Blog

PhonEtiquette: Manage Your Life While Keeping Your Friends

Smartphones are wonderful, no argument! They streamline both work life and personal errands. Games, books and movies keep us amused. Apps support self-improvement. And communication options keep everyone in touch, fostering the opportunity to create and deepen relationships.

Alas, they are a two-edged sword. Imagine sitting across from your date, and they nonchalantly pick up their phone to answer each text betwixt your effort to enchant them with your beaming personality. Or spending the afternoon with Grandma, suspecting she loves Words with Friends more than you.

Perhaps it’s a lovely day for a bike ride, until a texting-obsessed pedestrian steps in front of you, creating a tangled mass of metal, pedals, and limbs.

The Rules, So Many Rules

There are hefty etiquette books that cover pre-mobile manners. Fortunately, society has loosened about the nonsensical positioning of silverware. At the core, manners are about living harmoniously with others.

Likewise, for the endless lists of do’s and don’ts for mobile use online. It’s not about memorizing archaic formalities of behavior; modern manners are easy to determine by considering if an action is kind to other people or not. Some are an easy call: friend crying while describing a recent heartbreak, not a time to answer a call; planning a future get-together, by all means break out the tech. Let common sense prevail, and beware of justifying rude actions because a phone beckons.

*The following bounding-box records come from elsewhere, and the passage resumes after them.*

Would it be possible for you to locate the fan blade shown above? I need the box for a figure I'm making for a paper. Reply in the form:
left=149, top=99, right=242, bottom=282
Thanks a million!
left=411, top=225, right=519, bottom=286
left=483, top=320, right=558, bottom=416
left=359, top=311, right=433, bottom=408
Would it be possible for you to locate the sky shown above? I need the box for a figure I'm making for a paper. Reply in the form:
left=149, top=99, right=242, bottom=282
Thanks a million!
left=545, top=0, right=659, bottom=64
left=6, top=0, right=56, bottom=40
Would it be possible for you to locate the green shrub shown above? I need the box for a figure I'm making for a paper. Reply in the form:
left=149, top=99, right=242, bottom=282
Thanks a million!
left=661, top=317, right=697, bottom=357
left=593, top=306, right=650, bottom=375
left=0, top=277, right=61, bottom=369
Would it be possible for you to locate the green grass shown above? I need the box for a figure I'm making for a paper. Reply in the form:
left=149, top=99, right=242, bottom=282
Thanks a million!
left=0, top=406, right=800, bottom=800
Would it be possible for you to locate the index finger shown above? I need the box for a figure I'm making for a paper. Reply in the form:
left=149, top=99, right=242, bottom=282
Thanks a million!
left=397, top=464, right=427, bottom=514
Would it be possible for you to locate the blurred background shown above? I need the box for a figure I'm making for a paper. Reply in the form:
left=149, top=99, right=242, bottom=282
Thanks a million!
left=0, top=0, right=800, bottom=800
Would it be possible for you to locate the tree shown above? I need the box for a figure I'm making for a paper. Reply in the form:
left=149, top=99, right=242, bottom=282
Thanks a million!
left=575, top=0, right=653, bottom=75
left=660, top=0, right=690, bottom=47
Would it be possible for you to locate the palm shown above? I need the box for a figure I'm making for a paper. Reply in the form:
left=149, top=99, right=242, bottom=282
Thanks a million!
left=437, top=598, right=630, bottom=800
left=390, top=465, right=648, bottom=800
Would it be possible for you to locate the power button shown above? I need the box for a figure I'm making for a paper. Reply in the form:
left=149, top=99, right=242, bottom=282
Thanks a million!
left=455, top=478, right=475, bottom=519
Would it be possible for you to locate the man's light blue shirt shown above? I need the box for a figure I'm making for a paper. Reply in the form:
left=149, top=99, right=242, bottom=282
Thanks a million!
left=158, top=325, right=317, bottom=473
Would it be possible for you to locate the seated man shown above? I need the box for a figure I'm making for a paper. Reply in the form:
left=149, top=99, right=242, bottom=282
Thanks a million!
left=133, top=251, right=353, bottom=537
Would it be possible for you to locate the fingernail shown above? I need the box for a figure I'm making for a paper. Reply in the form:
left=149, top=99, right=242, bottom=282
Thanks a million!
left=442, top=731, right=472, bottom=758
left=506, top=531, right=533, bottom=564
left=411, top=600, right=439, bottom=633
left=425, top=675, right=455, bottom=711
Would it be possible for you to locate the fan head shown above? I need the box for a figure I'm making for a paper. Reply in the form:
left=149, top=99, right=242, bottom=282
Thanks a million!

Be honest with yourself about what you’re categorizing as important; too often we let our phones dictate priorities.

Balancing Act

We can be respectful of our friends and still manage our lives efficiently. Use that magnificent phone to get stuff done and leave your free time firmly free:

  • Batch tasks and focus on completing them fully.
  • Limits distractions like Facebook and Twitter. Yup, there’s an app for that, but there’s also good old self-control.
  • Use time-management software.
  • Practice saying no. You don’t have to do everything.
  • And sometimes friends need to be that priority.

Most of all it’s the intention to be present with your current activity. Multitasking is a modern myth; we can only do one thing at a time, even if hopping from one activity to another appears as if we’re a whirlwind of productivity. Focus, finish fully, and find that to-do file fading fast.

Be Experimental

Try this next time you and a friend enjoy time together. Suggest an exercise where you both turn off phones and concentrate on each other. Truly be present. Listen intently. Discuss what it feels like to disconnect from your cells, even if temporarily. Discomfort is common at first. Why? What are you missing? What is it like connecting with another human being without the miracle box dictating where your attention goes?

Remember that we existed quite nicely before portable phones were widely available. Maybe life unfolded more gradually, maybe we left more undone. Yet if the price of efficiency and productivity is a disconnect from the people and experiences that make life richer, maybe we need to evaluate the cost.